Over the last few months, creation of images have become increasingly common through typing in bits of text, but the next iteration of image generation might only take some movement of the mouse.
A new paper has demonstrated the creation and manipulation of images by simply dragging specific points on them. The idea is demonstrated by a paper titled “Drag Your GAN: Interactive Point-based Manipulation on the Generative Image Manifold”, written by researchers from Max Planck Institute of Germany and Google. “Synthesizing visual content that meets users’ needs often requires flexible and precise controllability of the pose, shape, expression, and layout of the generated objects. Existing approaches gain controllability of generative adversarial networks (GANs) via manually annotated training data or a prior 3D model, which often lack flexibility, precision, and generality,” the paper says. “In this work, we study a powerful yet much less explored way of controlling GANs, that is, to “drag” any points of the image to precisely reach target points in a user-interactive manner,” it continues.
“To achieve this, we propose DragGAN, which consists of two main components: 1) a feature-based motion supervision that drives the handle point to move towards the target position, and 2) a new point tracking approach that leverages the discriminative generator features to keep localizing the position of the handle points. Through DragGAN, anyone can deform an image with precise control over where pixels go, thus manipulating the pose, shape, expression, and layout of diverse categories such as animals, cars, humans, landscapes, etc,” the abstract says.
And the demonstrations are pretty amazing. A user can simply select points on an image and move them around, and the image changes automatically based on the new boundaries. Users can, thus, cause a subject to smile, a cat to shut its eyes, or have a horse splay its legs. More impressively, the results are almost instantaneous, which makes this a simple method of manipulating images.
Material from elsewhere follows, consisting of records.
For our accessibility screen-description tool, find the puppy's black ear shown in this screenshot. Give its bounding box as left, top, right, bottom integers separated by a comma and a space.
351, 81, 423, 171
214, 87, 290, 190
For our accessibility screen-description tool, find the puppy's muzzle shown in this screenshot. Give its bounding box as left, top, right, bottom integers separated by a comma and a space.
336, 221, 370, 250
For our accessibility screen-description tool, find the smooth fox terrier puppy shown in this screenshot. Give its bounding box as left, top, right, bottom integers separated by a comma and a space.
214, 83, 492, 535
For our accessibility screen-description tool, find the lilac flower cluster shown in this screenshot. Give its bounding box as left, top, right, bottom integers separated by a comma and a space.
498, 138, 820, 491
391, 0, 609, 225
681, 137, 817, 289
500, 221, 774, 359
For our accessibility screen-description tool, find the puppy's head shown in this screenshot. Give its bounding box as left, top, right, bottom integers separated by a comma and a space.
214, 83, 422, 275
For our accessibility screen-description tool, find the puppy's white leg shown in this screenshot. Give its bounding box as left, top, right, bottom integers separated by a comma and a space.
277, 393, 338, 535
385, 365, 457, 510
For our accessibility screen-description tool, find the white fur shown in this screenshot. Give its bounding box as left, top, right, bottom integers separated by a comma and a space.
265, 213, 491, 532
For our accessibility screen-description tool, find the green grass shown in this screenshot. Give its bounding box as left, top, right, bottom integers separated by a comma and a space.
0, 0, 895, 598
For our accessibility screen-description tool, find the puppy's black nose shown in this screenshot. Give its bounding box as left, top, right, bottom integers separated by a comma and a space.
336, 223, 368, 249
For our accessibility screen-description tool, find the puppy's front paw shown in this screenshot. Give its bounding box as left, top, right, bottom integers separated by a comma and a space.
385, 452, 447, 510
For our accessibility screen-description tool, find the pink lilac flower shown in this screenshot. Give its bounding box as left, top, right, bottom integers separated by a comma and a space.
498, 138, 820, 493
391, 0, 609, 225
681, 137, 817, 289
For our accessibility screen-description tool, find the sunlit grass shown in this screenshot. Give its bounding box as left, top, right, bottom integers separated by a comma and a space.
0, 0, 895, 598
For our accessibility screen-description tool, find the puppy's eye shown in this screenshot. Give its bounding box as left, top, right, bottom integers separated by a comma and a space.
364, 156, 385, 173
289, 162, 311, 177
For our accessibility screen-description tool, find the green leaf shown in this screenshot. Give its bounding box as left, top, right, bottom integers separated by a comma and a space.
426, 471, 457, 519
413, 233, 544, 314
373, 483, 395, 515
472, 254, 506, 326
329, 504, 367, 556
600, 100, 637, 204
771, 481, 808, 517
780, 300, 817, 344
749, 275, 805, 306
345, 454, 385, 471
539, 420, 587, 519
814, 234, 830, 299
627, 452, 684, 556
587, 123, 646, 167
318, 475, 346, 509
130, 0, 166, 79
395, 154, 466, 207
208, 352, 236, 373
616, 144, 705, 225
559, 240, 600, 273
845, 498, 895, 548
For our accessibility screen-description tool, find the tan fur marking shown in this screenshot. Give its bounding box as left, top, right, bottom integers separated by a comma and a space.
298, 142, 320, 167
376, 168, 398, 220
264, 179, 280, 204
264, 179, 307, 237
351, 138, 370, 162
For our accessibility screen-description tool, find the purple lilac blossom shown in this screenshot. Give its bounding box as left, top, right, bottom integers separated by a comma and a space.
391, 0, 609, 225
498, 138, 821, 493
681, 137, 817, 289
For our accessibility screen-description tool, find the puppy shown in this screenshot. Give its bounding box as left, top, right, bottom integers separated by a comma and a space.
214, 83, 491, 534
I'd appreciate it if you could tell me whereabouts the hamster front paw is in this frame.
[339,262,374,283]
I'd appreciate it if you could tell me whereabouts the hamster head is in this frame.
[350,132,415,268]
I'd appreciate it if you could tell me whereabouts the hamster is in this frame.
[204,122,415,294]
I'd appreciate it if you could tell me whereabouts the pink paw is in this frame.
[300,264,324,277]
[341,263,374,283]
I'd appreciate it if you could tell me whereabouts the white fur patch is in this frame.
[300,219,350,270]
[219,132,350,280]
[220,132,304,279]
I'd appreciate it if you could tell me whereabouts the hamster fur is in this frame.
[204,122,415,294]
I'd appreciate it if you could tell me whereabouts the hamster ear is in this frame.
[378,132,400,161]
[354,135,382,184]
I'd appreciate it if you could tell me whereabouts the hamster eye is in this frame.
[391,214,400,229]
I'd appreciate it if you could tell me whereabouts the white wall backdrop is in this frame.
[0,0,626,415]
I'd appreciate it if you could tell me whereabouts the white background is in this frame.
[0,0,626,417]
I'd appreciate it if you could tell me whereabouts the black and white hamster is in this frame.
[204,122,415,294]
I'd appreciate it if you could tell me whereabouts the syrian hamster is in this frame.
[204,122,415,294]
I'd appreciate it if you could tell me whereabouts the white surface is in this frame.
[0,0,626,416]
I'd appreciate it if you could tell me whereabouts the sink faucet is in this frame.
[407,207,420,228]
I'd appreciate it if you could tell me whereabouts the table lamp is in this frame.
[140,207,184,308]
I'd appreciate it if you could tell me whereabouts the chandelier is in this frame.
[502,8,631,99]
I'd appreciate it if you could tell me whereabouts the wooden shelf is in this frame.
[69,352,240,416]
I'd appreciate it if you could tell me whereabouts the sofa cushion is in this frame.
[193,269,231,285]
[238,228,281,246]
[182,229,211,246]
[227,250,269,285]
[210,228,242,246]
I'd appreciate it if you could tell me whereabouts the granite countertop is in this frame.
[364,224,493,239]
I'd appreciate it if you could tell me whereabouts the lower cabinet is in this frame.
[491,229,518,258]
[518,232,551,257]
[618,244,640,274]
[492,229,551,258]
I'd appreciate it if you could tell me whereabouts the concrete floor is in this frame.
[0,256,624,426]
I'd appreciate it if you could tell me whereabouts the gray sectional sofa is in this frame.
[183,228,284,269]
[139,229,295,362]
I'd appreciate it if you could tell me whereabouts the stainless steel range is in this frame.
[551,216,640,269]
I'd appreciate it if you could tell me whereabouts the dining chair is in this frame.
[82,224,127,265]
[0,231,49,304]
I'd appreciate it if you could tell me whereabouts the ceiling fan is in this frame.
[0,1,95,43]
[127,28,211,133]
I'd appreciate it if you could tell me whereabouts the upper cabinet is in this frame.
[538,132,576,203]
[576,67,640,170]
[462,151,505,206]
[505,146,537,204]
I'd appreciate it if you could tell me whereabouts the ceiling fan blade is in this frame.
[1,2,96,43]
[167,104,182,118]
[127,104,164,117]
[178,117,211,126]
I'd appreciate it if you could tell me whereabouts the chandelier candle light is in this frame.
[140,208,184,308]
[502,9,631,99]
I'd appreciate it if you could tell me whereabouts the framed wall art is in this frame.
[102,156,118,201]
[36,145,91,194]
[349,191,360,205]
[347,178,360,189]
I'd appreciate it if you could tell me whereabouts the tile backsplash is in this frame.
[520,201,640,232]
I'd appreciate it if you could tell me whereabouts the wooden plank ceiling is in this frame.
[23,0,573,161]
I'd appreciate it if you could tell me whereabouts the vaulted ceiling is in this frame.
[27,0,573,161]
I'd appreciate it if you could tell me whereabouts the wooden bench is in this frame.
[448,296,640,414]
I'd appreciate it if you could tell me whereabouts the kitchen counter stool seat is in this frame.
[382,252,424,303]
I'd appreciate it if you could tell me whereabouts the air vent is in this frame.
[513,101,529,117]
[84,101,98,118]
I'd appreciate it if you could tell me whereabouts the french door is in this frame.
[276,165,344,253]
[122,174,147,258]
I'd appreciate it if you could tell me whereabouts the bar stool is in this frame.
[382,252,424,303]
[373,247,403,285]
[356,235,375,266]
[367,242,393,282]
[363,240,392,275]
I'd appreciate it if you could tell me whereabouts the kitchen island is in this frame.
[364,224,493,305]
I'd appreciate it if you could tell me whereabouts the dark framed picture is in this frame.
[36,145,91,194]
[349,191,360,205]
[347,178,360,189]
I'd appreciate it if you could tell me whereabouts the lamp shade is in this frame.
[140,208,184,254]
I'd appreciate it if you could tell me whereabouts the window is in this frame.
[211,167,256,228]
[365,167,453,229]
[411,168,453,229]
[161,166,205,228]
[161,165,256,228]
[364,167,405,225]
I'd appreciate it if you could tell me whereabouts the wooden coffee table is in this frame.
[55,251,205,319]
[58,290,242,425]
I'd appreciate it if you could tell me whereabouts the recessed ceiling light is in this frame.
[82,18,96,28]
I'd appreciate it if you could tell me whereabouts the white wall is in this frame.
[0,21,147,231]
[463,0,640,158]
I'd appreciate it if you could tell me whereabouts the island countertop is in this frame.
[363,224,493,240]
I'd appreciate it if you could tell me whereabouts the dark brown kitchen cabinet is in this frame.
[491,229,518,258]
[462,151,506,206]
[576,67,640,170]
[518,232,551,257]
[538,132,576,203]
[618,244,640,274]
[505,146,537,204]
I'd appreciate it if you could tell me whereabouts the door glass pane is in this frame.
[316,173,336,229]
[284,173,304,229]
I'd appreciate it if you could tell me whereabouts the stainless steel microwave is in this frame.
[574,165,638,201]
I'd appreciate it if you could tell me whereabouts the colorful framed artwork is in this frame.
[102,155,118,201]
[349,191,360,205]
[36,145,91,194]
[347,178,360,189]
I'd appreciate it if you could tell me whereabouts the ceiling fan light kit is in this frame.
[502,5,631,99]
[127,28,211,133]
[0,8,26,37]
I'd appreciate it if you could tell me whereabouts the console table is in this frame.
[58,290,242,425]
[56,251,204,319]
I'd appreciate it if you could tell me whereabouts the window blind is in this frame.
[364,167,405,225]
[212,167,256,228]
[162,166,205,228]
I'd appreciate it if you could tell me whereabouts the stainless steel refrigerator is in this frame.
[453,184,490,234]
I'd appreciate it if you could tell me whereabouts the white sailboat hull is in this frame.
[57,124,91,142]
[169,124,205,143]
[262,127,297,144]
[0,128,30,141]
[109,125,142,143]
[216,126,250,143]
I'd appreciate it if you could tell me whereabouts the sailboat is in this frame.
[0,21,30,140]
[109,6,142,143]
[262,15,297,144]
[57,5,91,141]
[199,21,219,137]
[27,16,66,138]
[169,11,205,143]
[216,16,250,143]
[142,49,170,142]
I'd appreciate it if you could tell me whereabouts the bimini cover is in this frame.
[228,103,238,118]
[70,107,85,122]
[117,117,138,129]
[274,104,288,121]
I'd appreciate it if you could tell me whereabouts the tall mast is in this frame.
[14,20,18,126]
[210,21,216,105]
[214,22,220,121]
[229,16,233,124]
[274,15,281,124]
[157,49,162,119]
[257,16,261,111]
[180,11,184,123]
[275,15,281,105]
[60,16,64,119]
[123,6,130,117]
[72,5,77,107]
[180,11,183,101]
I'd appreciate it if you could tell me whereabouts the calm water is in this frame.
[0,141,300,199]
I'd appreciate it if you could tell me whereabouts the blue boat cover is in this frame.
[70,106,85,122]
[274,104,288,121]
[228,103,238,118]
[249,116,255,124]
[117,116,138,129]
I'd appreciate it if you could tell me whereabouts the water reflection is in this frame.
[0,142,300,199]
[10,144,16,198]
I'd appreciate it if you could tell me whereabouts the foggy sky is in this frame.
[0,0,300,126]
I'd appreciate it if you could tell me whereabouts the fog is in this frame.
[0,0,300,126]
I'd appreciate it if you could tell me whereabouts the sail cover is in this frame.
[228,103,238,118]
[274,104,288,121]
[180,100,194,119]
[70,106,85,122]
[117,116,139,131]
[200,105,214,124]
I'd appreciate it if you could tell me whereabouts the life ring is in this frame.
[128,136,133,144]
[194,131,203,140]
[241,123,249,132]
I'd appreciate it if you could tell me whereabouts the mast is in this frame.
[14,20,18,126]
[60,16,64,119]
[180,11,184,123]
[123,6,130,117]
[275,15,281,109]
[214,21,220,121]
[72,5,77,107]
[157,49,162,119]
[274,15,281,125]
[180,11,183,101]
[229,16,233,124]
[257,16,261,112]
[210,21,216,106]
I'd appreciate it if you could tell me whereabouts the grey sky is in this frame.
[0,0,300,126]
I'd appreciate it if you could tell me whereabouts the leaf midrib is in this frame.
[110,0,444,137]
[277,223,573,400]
Drag Your GANs might just be the latest iteration in image creation, a field which has been radically transformed over the last few years. Initially paid tools like DALL-E were able to create images through text prompts. Not long after, open source alternatives like Stable Diffusion emerged, which created an explosion of text-generated photos, especially through technologies like Dreambooth. Midjourney, meanwhile, has been raising the bar on creating life-like images, but currently remains only on Discord. But these tools are going mainstream — Adobe Photoshop has recently integrated generative AI tools withing its software, and users can manipulate images through text prompts straight through Photoshop. And the field doesn’t seem to be done yet — demos like Drag your GAN now allow users to edit images simply by dragging them around with a mouse. It remains to be seen if Drag your GAN is used in a mainstream implementation, but the field of image generation might soon be completely unrecognizable from what it was just a few years ago.